Vous-êtes ici: AccueilOpinionsActualités2015 10 15Article 333072

Opinions of Thursday, 15 October 2015

Auteur: cameroon-tribune.cm

Rigorous scrutiny of tender files!

Information made public recently by stakeholders in public contracts that over 146 companies are on a firing line from public contracts process in the country may sound big, but not strange, for those who have been following evolutions of the sector in the country over the years.

Since the reorganisation of the public contracts sector in 2011 and the creation of a Ministry of Public Contracts to oversee its functioning, much water has flown under the bridge.

In fact, irrespective of reforms that came with the reorganisation, the public contracts sector has been hijacked by money mongers who use every available means, holy or not, to satisfy their selfish desires. The effective execution of projects seems to have been relegated to the backstage in the get-rich-quick manoeuvres of the actors.

The reasons advanced by the Minister Delegate at the Presidency in charge of Public Contracts, Abba Sadou, for the eventual exclusion of the 146 contractors, should their justifications not be tenable, range from slow execution of projects to abandonment. This may not be surprising to many who master the gymnastics contractors play to win contracts.

While some of the companies exist only in the briefcases of their founders who nose around for contracts in public offices, others pass for what they are not. It is even alleged that some contractors present tender files, win contracts and thereafter sub-contract them to others whom they judge technically and financially apt to deliver.

This raises the disquieting issue of how such contracts are awarded.

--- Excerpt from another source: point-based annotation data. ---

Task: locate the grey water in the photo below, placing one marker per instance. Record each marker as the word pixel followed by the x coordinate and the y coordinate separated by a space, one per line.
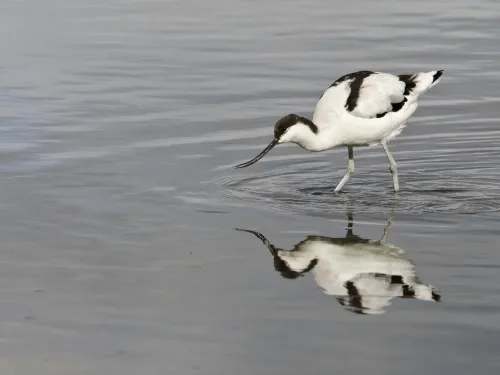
pixel 120 124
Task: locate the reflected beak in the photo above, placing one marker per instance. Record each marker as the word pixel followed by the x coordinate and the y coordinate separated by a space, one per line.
pixel 260 156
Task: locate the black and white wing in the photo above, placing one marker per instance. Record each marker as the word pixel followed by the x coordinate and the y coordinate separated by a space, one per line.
pixel 367 94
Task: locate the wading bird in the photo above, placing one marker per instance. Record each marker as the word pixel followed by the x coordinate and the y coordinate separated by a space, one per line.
pixel 359 109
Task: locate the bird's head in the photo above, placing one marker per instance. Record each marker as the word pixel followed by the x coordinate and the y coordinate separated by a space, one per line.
pixel 290 128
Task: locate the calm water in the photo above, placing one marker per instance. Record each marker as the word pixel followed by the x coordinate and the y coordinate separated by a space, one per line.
pixel 120 121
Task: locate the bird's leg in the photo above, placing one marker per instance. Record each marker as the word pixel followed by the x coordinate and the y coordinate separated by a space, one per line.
pixel 393 167
pixel 350 170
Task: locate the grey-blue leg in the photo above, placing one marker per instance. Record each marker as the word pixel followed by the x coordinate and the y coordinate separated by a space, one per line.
pixel 350 170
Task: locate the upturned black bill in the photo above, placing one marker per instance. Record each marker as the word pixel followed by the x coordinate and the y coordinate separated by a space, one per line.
pixel 260 156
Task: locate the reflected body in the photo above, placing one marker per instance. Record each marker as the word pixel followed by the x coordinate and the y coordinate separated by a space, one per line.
pixel 364 275
pixel 359 109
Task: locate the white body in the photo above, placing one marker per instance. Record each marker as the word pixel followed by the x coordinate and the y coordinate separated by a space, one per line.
pixel 368 265
pixel 339 127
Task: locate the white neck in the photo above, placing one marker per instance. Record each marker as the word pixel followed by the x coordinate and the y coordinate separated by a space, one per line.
pixel 302 135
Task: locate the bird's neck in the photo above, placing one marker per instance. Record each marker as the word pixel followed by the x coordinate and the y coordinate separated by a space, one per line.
pixel 312 138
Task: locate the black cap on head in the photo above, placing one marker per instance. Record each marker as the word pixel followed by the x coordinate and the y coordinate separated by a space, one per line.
pixel 284 123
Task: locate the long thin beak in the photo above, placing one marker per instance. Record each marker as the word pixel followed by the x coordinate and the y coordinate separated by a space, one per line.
pixel 260 156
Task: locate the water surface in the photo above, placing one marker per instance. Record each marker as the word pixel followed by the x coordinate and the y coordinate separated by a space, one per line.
pixel 120 124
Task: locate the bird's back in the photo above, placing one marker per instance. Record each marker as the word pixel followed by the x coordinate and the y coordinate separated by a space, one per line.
pixel 366 107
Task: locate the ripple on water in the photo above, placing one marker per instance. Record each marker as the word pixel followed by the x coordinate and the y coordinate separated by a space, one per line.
pixel 427 187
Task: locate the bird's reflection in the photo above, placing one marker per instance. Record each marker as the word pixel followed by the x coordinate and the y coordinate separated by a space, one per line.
pixel 364 275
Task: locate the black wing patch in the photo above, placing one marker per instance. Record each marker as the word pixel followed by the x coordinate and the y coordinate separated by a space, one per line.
pixel 410 84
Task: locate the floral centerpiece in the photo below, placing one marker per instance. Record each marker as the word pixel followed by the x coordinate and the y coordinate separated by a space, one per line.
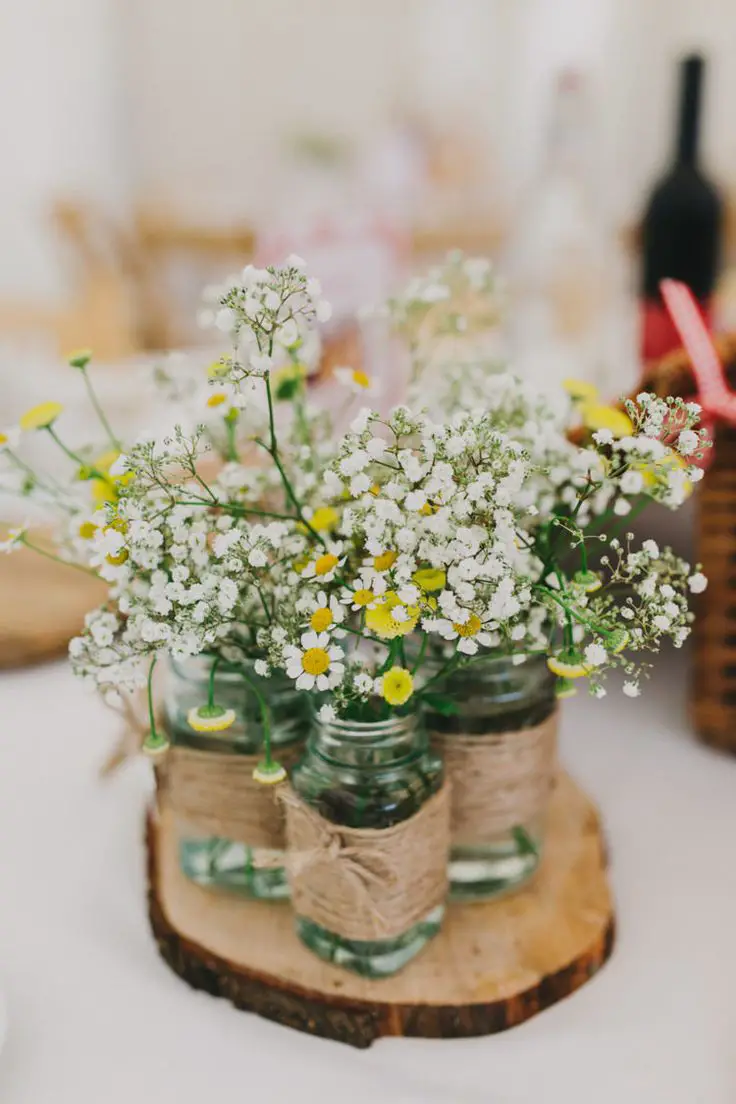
pixel 370 573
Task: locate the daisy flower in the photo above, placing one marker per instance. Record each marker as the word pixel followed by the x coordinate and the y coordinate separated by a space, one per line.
pixel 470 635
pixel 317 664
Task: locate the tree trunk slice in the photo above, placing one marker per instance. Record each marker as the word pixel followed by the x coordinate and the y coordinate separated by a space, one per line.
pixel 42 606
pixel 492 966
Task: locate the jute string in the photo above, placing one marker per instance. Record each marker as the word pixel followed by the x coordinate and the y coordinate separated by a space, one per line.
pixel 214 794
pixel 368 883
pixel 498 781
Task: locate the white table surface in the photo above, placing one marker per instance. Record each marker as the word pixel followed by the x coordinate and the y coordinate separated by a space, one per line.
pixel 97 1018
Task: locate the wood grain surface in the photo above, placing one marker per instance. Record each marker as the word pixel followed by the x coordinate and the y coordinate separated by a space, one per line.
pixel 494 964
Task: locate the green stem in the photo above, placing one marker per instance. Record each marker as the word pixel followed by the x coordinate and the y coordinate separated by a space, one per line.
pixel 211 685
pixel 265 720
pixel 99 412
pixel 151 712
pixel 77 459
pixel 231 452
pixel 57 559
pixel 423 648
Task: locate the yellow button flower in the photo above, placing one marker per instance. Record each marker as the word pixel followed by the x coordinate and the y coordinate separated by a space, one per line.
pixel 471 627
pixel 315 661
pixel 210 718
pixel 429 579
pixel 580 390
pixel 324 518
pixel 397 686
pixel 324 563
pixel 362 597
pixel 41 416
pixel 598 416
pixel 384 561
pixel 390 617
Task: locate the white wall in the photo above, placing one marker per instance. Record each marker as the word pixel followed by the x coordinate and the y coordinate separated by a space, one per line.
pixel 62 127
pixel 190 99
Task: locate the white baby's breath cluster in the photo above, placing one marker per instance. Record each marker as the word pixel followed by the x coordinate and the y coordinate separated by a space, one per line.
pixel 366 568
pixel 447 314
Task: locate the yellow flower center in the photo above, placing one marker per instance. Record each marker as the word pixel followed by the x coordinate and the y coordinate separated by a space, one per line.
pixel 326 517
pixel 316 661
pixel 41 416
pixel 429 579
pixel 217 369
pixel 324 563
pixel 580 390
pixel 384 561
pixel 598 416
pixel 471 627
pixel 118 559
pixel 382 619
pixel 321 619
pixel 363 597
pixel 397 686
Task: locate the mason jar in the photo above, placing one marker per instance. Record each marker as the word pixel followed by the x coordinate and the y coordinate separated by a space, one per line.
pixel 369 836
pixel 230 827
pixel 499 746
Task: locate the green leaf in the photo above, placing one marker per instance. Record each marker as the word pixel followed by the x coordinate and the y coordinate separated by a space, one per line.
pixel 443 706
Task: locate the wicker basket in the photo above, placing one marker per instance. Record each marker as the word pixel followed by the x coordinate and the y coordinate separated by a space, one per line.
pixel 714 677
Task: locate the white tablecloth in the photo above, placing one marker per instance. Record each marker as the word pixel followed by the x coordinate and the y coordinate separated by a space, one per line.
pixel 97 1018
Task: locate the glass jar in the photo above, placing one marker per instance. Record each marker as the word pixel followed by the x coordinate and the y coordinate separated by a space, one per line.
pixel 500 752
pixel 231 829
pixel 373 775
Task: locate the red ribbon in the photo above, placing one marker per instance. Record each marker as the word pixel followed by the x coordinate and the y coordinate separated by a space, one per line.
pixel 713 392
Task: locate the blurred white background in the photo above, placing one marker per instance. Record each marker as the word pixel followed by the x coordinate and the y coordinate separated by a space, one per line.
pixel 193 104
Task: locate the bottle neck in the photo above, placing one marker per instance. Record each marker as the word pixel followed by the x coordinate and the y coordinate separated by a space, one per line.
pixel 373 745
pixel 691 86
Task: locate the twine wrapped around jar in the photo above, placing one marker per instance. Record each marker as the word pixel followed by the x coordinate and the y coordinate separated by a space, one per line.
pixel 368 883
pixel 213 793
pixel 499 779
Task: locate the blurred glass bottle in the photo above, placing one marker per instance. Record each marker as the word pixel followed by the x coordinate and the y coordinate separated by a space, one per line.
pixel 682 224
pixel 565 265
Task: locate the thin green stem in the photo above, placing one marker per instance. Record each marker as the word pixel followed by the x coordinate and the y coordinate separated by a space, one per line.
pixel 99 412
pixel 76 458
pixel 211 683
pixel 231 450
pixel 57 559
pixel 151 711
pixel 265 720
pixel 423 648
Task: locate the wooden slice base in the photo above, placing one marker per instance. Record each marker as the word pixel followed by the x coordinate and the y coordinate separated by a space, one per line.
pixel 42 606
pixel 492 966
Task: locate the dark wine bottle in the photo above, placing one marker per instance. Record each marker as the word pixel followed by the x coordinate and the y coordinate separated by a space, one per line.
pixel 682 226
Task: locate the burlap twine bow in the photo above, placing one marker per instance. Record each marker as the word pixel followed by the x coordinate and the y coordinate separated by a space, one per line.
pixel 499 781
pixel 366 883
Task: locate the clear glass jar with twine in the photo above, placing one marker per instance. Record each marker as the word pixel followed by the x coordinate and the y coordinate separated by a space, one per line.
pixel 499 746
pixel 231 826
pixel 368 828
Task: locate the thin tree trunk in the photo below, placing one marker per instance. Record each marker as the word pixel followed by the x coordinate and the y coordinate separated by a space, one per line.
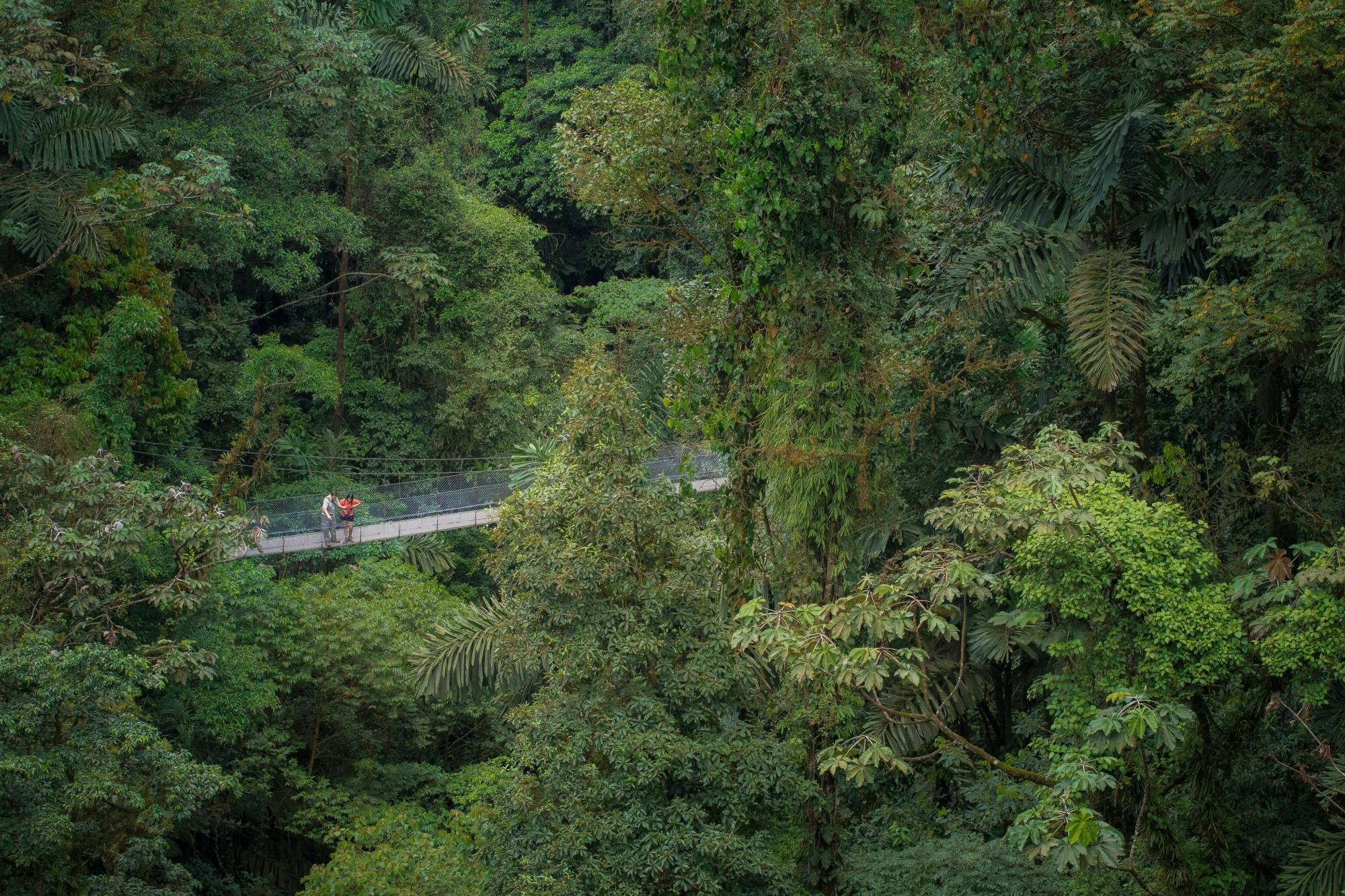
pixel 528 36
pixel 342 287
pixel 1140 407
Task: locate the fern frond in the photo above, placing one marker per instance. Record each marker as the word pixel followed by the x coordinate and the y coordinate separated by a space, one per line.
pixel 1317 866
pixel 1012 268
pixel 317 14
pixel 430 555
pixel 463 655
pixel 1032 189
pixel 77 136
pixel 14 120
pixel 1109 306
pixel 411 56
pixel 1116 154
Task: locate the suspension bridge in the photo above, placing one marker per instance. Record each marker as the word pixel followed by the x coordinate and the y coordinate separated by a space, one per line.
pixel 454 501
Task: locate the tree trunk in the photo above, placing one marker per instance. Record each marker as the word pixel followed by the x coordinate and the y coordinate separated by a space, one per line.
pixel 528 36
pixel 342 287
pixel 1140 407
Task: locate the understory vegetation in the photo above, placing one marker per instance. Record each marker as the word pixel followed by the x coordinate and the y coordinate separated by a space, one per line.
pixel 1017 326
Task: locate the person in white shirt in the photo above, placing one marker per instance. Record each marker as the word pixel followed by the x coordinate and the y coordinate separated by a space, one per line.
pixel 329 518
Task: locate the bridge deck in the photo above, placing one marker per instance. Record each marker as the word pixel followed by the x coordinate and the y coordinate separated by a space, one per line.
pixel 403 528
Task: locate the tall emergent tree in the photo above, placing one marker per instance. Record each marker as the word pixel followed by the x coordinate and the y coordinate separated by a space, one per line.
pixel 640 767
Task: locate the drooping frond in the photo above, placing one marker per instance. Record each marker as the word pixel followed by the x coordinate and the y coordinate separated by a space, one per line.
pixel 50 217
pixel 1118 155
pixel 1012 268
pixel 1109 309
pixel 317 14
pixel 1317 866
pixel 528 459
pixel 1176 235
pixel 411 56
pixel 995 637
pixel 14 120
pixel 470 36
pixel 463 655
pixel 907 739
pixel 76 136
pixel 1032 189
pixel 381 13
pixel 430 553
pixel 1334 346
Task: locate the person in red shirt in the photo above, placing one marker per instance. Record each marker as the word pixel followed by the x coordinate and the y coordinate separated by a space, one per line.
pixel 348 514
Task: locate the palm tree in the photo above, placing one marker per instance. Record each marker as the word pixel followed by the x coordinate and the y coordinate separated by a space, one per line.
pixel 1108 227
pixel 391 49
pixel 56 126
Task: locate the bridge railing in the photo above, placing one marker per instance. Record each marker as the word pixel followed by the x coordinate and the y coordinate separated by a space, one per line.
pixel 453 493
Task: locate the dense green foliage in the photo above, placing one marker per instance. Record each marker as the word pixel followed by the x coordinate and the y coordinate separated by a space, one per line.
pixel 1020 329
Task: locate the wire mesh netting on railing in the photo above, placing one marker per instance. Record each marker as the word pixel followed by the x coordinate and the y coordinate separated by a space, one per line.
pixel 454 493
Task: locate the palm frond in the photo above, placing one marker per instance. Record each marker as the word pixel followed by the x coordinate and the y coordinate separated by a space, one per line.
pixel 430 553
pixel 1032 189
pixel 1176 235
pixel 1013 268
pixel 50 216
pixel 381 13
pixel 996 637
pixel 470 37
pixel 76 136
pixel 465 657
pixel 1109 310
pixel 1116 155
pixel 411 56
pixel 528 459
pixel 909 740
pixel 1334 346
pixel 1317 866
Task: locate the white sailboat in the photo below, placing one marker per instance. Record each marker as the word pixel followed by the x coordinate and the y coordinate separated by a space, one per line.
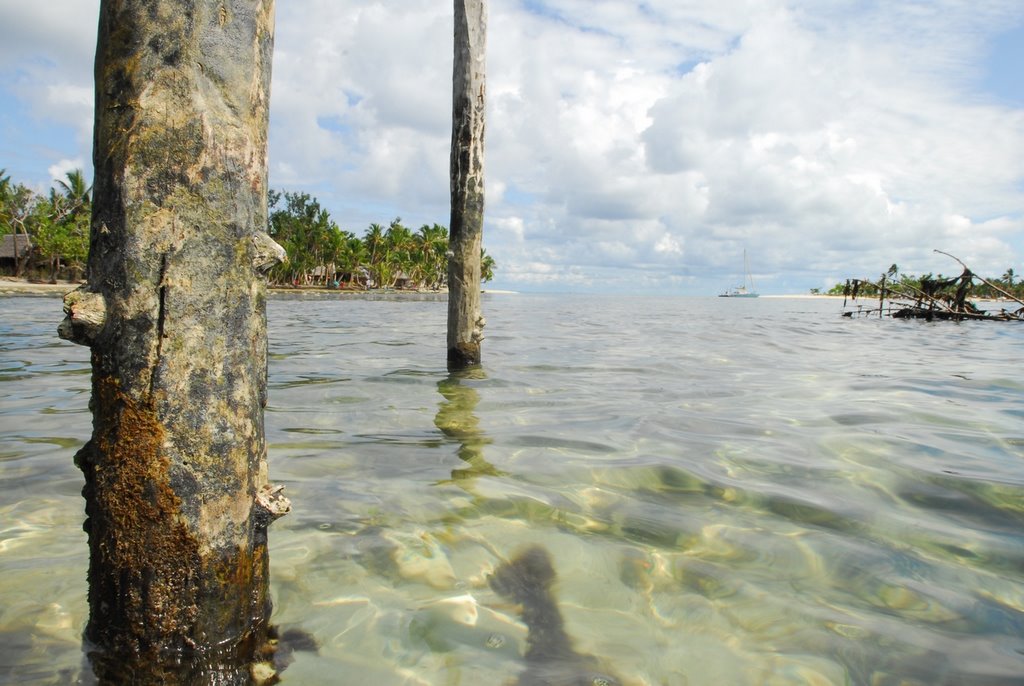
pixel 742 291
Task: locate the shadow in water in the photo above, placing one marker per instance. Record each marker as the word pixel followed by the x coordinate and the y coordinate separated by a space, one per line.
pixel 551 659
pixel 457 420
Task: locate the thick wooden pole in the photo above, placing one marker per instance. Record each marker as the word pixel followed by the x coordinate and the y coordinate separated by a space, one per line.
pixel 465 324
pixel 177 498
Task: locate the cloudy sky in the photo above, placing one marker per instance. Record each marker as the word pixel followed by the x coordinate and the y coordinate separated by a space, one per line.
pixel 632 146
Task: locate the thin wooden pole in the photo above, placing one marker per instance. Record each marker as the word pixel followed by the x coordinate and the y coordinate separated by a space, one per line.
pixel 465 323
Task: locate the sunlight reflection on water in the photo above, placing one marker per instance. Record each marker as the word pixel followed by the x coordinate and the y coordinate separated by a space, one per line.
pixel 733 492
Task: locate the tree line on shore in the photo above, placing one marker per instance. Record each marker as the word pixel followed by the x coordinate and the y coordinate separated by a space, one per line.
pixel 51 241
pixel 321 253
pixel 50 229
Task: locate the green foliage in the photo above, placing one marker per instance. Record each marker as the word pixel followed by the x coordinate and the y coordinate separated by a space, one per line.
pixel 322 254
pixel 57 224
pixel 895 282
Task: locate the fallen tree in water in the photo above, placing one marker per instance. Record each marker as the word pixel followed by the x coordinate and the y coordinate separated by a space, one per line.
pixel 933 299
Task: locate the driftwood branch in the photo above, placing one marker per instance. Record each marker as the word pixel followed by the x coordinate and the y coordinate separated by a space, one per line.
pixel 933 300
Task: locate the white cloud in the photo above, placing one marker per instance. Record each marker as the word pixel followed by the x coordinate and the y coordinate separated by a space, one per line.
pixel 634 143
pixel 59 170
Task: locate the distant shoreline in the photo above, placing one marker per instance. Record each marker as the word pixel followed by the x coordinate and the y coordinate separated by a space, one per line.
pixel 11 286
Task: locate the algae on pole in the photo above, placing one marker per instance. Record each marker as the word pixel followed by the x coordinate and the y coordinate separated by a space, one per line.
pixel 176 486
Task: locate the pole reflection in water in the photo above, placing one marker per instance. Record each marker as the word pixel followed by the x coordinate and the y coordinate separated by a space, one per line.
pixel 457 419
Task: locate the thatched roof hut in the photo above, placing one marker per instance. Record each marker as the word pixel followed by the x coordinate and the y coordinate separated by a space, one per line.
pixel 7 246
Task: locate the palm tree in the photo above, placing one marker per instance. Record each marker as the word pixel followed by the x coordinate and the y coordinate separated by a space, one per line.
pixel 374 242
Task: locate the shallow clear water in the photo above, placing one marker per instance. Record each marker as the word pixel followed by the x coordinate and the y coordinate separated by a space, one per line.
pixel 733 491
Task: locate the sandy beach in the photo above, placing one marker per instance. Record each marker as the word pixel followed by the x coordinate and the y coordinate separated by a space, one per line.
pixel 10 286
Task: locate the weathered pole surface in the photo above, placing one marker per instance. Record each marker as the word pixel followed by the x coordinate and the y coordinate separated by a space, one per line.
pixel 465 323
pixel 176 489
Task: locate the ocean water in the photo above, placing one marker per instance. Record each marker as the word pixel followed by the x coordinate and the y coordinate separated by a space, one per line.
pixel 732 491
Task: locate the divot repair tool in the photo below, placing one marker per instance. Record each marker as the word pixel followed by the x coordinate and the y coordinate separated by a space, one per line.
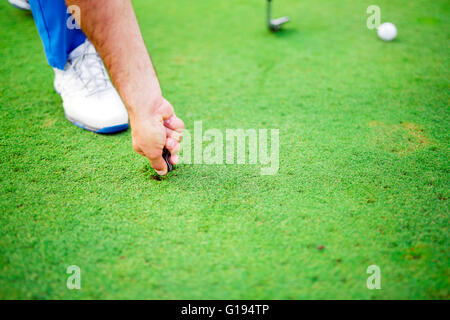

Just from observation, there may be no gainsaying that some contracts are awarded to companies that do not have the technical and financial prowess to execute them.

Their bargaining power or, better still, the flexibility of the imaginary contractors to ‘play by the rules of the game’ appears to have taken a better of the innovations the reorganisation of the public contracts sector envisaged.

It always begins from the building of tender files. Either ill-adapted companies trick tender committees with faulty information on their technical and financial capability to execute a contract in question or in complicity with some members of the same tender board, the companies propose cost-effective rates to attract the sympathy of selection teams.

Once awarded; sometimes on ‘give and take’ basis, the companies are either left with very little to do effective work or are caught up with field realities which require beyond what they can offer. Hence, uncompleted projects abound with beneficiary populations left to suffer.

The discrepancy that has existed over the years between the number of contracts awarded, those engaged and others effectively executed lends credence to a school of thought that winning a contract in the country is not synonymous with executing it, at least wholly and efficiently.

Disturbingly too, the population in the midst of the misdeeds is made to understand that the contracts are awarded to one company and not the other on competitive basis after the different tenders from many competitors had been scrutinised.

The 146 companies that have been booked are just part of the lot that have sold ethics to the dogs to shamelessly destroy the public contracts sector in the country.

Excluding them from the system is good, but rooting off corrupt officials from tender boards is better. Complicity between the corrupt officials and impostor companies is damaging to the country’s image and a serious drawback to the long-term development vision being pursued by public authorities.

As the country engages another phase of the result-based programmed budget (2016-2018), and should vote holders subscribe to another school of thought that tender committees have been duped into awarding one contract to contractor ‘A’ and not ‘B’, it may not be gratuitous to also pray that those examining the tender files be more rigorous in their scrutiny.